De schrik dat dergelijke zware sneeuwstormen ook naar onze gewesten zouden doorstoten, bezorgde me directe angst maar die angst werd vlug ingehaald door de vrees dat ik binnenkort ook dergelijk zwart mormel over mijn coronakapsel zou moeten trekken. Misschien kwam het Overlegcomit é in spoedvergadering bijeen en stelde Erica de zwarte berenmuts voor als ultiem wapen tegen het Zuid-Afrikaanse virus. Je zou als virus toch direct je snode plannen opbergen en je aanvalsstrategie wijzigen als je zo iemand voor jou hebt.

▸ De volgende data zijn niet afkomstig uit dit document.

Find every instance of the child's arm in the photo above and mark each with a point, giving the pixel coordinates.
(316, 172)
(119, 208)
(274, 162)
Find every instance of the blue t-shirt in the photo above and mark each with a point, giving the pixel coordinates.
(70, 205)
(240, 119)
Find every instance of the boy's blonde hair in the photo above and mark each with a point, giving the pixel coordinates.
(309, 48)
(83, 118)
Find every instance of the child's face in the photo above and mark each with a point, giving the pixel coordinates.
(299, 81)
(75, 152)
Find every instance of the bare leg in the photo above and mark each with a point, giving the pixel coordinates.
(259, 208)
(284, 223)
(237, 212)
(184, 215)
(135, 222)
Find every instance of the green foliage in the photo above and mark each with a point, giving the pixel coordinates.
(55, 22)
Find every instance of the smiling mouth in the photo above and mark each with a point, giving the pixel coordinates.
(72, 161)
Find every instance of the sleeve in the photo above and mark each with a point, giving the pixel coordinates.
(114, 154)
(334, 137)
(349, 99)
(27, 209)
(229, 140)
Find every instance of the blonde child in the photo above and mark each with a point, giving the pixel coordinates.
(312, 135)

Lieve, wijze Erica, doe dat niet ! Maak van ons nu ook niet nog yeti’s, we zijn nu al Zorro’s ! Ik heb me stilaan verzoend met een weerfenomeen dat een stille dood gestorven leek en ik heb gisteren Jan de Wilde nog horen zingen : “’k Voel me zo gelukkig in de eerste sneeuw”. Vandaag zong hij nog niet. Misschien klonk dat voor hem a-muzikaal : ‘k voel me zo gelukkig in de tweede en de derde sneeuw. Ik gun hem zijn pleziertjes, buig nederig het hoofd en beklim mijn zoldertrap om ze uit hun verpakking te halen, laarzen met veters die ooit mijn haat tegeover sneeuw voedden want ik moet toegeven, het Ãs prachtig, een witte wereld waarnaar ik kijk, vanuit mijn kot.